平成20年6月の道路交通法改正により、ドライバー、助手席のみならず後部座席の乗員にもシートベルトの着用が義務づけられました。では、妊娠中の御婦人はどのようにすればよいのでしょうか。

先進国の多くでは妊婦のシートベルト着用が法律で義務づけられています。これに対し、日本ではシートベルト着用義務規定における妊婦の取り扱い文言に曖昧な点があり、解釈や運用に混乱がみられます。2008年に日本産科婦人科学会から示された産婦人科診療ガイドライン産科編によれば以下の様に説明されています。

「斜めベルトは両乳房の間を通し、腰ベルトは恥骨上に置き、いずれのベルトも妊娠子宮を横断しない」という正しい装着により交通事故時の障害を軽減化できる。

具体的には妊婦さんが自動車の座席に着席したら、まずシートベルトを引き出して固定します。その際、斜めベルトは両乳房間に挟まれる位置に移動調節し、横ベルトは腰骨と恥骨に当たる位置まで下方へ移動します。妊娠子宮に斜めベルト及び横ベルトが掛からないように左右上下に位置調整を行う事になります。特に横ベルトは妊娠子宮の膨らみを、横切ってはなりません。ベルトが緩むことなく、ぴったりと心地よくフィットするように座席シート自体の位置や傾きを調節します。
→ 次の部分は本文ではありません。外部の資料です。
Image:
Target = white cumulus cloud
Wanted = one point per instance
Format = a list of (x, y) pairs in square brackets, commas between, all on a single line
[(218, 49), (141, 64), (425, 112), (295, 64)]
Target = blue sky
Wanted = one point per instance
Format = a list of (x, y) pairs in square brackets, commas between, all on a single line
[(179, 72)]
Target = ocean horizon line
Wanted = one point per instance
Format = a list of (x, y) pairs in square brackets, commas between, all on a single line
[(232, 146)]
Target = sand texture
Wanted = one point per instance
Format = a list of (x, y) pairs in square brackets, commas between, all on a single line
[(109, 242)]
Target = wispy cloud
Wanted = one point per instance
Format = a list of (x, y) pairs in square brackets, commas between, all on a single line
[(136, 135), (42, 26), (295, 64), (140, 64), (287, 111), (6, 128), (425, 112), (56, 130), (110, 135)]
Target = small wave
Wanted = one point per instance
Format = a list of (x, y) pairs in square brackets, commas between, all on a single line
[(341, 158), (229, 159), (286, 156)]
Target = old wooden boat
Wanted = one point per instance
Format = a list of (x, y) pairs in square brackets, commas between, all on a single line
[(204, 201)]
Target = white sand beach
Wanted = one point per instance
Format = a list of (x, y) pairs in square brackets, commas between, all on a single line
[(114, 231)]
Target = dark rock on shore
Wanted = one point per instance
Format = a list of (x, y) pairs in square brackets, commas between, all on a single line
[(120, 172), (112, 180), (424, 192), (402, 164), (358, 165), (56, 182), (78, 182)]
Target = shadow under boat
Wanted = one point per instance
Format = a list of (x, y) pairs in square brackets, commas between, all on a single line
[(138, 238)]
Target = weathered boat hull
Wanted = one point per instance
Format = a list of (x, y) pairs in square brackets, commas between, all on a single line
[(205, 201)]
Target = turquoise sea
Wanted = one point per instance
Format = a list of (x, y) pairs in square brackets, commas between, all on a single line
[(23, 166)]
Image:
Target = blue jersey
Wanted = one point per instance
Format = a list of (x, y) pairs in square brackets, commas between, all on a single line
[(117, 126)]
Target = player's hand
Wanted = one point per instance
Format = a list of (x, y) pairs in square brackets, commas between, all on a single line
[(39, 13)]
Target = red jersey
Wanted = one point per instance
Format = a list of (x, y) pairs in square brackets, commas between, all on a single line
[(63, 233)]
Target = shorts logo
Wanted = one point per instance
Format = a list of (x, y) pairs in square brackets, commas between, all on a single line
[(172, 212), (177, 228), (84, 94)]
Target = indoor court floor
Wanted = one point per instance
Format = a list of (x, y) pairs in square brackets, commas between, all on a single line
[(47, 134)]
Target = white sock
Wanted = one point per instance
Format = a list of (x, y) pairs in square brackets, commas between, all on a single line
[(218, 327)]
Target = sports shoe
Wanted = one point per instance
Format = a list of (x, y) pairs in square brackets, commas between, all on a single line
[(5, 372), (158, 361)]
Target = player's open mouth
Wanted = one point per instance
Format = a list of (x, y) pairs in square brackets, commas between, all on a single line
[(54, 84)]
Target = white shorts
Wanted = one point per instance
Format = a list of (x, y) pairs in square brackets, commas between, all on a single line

現在日本の人口統計、警察統計ともに妊婦の交通事故死傷者数を明らかにしていないため、正確な統計数は不明です。文献によれば、推計年間約1万人の妊婦さんが乗車中に交通事故に遭遇しています。もしもシートベルトを着用していない場合、交通事故時の胎児死亡相対危険度はシートベルトを着用していた場合の4.1倍になると指摘しています。妊婦さんのシートベルト着用は母体及び胎児の命を交通外傷から守るために有用だと考えられます。